Mon Sep 30 14:00:53 PDT 2019

On Mon, 30 Sep 2019 at 20:59, Zaks, Ayal (Mobileye) <ayal.zaks at intel.com> wrote:
> > AFAIK this isn't strictly in the immediate plans, but loop splitting was one of
> > the aims for doing outer-loop vectorisation.
>
> The aim being to vectorize an outer-loop when an inner-loop is difficult / requires loop splitting to vectorize?

Not specifically, but I guess I was "specific", sorry about that. :)

I meant that loop splitting is one particular case that can expose
outer-loop vectorisation opportunities in VPlan, as you describe
below.

> VPlan is designed to support the tentative decisions and alternatives when vectorizing. E.g., when different types of instructions are to be generated for different VF's. Loop index splitting, and turning a multiple exit loop into a (countable) single exit loop, seem like preparatory transformations that can enable vectorization and/or interleaving for any VF/UF, similar to loop distribution.
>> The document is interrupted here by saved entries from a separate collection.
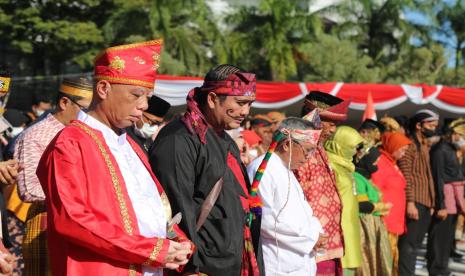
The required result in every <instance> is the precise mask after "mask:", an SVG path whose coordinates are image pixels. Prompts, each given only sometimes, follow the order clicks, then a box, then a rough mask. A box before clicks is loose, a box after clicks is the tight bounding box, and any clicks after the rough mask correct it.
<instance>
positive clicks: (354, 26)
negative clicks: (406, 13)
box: [333, 0, 413, 64]
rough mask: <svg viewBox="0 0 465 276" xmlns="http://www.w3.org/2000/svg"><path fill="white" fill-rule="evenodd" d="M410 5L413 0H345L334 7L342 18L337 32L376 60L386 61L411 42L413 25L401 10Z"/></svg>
mask: <svg viewBox="0 0 465 276" xmlns="http://www.w3.org/2000/svg"><path fill="white" fill-rule="evenodd" d="M410 5H413V1H410V0H383V1H371V0H348V1H343V2H342V4H341V5H339V6H337V7H335V8H334V9H333V12H336V13H337V14H339V16H340V17H341V18H342V19H341V21H342V22H341V23H340V24H338V25H336V27H335V28H334V32H335V33H336V34H337V35H338V36H339V37H340V38H348V39H351V40H353V41H355V42H356V43H357V44H358V47H359V48H360V50H362V51H363V52H364V53H366V54H368V55H369V56H370V57H371V58H372V59H373V61H374V62H375V64H379V63H383V64H387V63H389V62H390V61H391V60H393V59H395V57H396V55H397V54H398V53H399V52H400V50H401V49H402V48H403V47H404V46H406V45H408V44H409V38H410V35H411V33H412V31H413V28H411V24H410V23H409V22H407V21H406V20H405V19H404V16H403V15H402V13H403V9H404V8H405V7H407V6H410Z"/></svg>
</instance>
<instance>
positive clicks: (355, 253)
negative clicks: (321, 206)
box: [325, 126, 363, 268]
mask: <svg viewBox="0 0 465 276" xmlns="http://www.w3.org/2000/svg"><path fill="white" fill-rule="evenodd" d="M361 142H363V138H362V137H361V136H360V134H359V133H358V132H357V131H356V130H355V129H353V128H351V127H348V126H340V127H338V128H337V130H336V132H335V133H334V135H333V137H332V138H331V139H330V140H328V141H326V143H325V149H326V151H327V153H328V157H329V162H330V166H331V168H332V169H333V170H334V173H335V176H336V186H337V189H338V192H339V196H340V197H341V201H342V206H343V207H342V233H343V236H344V257H343V258H342V259H341V263H342V267H343V268H357V267H360V266H361V265H362V250H361V242H360V219H359V210H358V201H357V197H356V191H355V183H354V182H355V180H354V177H353V173H354V171H355V166H354V164H353V163H352V157H353V156H354V155H355V153H356V147H357V145H358V144H360V143H361Z"/></svg>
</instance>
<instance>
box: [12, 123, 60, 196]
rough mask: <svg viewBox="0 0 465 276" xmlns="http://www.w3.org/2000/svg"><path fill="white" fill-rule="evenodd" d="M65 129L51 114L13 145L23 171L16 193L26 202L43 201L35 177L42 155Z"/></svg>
mask: <svg viewBox="0 0 465 276" xmlns="http://www.w3.org/2000/svg"><path fill="white" fill-rule="evenodd" d="M64 127H65V125H63V124H62V123H61V122H60V121H58V120H57V119H56V118H55V116H53V114H48V115H47V117H46V118H45V119H43V120H42V121H39V122H37V123H35V124H33V125H32V126H30V127H28V128H27V129H26V130H25V131H24V132H23V133H21V135H20V136H19V138H18V140H17V141H16V144H15V154H14V157H15V159H16V160H18V162H19V163H20V164H22V166H23V167H24V169H23V170H22V171H20V172H19V174H18V193H19V195H20V197H21V199H22V200H24V201H26V202H37V201H42V200H44V199H45V195H44V192H43V191H42V186H40V182H39V179H38V178H37V175H36V170H37V165H38V164H39V160H40V157H41V156H42V153H43V152H44V151H45V149H46V148H47V146H48V144H49V143H50V141H52V140H53V138H55V135H56V134H57V133H58V132H59V131H60V130H62V129H63V128H64Z"/></svg>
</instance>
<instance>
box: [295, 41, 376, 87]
mask: <svg viewBox="0 0 465 276" xmlns="http://www.w3.org/2000/svg"><path fill="white" fill-rule="evenodd" d="M300 51H301V52H302V53H303V58H304V61H305V62H303V63H302V64H301V66H302V67H303V68H301V69H302V70H303V71H305V72H306V73H305V75H304V80H305V81H314V82H327V81H343V82H377V81H378V79H379V70H378V69H376V68H370V67H372V63H373V61H372V60H371V58H370V57H369V56H367V55H361V54H360V53H359V52H358V51H357V47H356V45H355V44H354V43H353V42H351V41H348V40H344V41H341V40H339V39H337V38H336V37H334V36H330V35H321V36H320V37H319V39H318V40H317V41H314V42H310V43H307V44H304V45H302V46H301V48H300Z"/></svg>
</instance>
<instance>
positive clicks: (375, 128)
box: [359, 119, 386, 132]
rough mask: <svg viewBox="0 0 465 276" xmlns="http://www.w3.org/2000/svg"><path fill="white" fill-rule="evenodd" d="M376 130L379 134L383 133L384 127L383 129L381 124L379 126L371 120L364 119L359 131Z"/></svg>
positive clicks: (373, 121)
mask: <svg viewBox="0 0 465 276" xmlns="http://www.w3.org/2000/svg"><path fill="white" fill-rule="evenodd" d="M376 128H377V129H378V130H379V131H380V132H384V131H385V130H386V127H384V125H383V124H381V123H380V122H378V121H375V120H372V119H366V120H365V121H363V123H362V125H361V126H360V128H359V130H362V129H376Z"/></svg>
Right, for probing the search space in more than one path, and picking
the best overall, not the first profitable. With some conservative
heuristics we can restrict the combinations and reach a reasonable
solution without considerably more compile time.

> VPlan currently models the instructions inside the vector loop. If a "while" or multiple exit loop has stores above the "break point", it may be possible to sink them in order to avoid issuing speculative stores. LV applies similar "SinkAfter" code motion when needed to facilitate 1st order recurrence. Loads may indeed be handled speculatively by dereferencability, which may in turn require peeling the first iterations to reach an  aligned address. Such peeling may be folded into the vector loop by masking, if desired, analogous to LV's foldTailByMasking.

There was also another work, for platforms without masking, to fold
tail loops into smaller VFs, but I think that didn't go in because it
increased complexity a lot and performance by almost nothing. With
most large vector platforms now supporting masks, I think peeling with
masks may be a generic and sufficient approach on both ends, and leave
head/tail scalar loops for older platforms.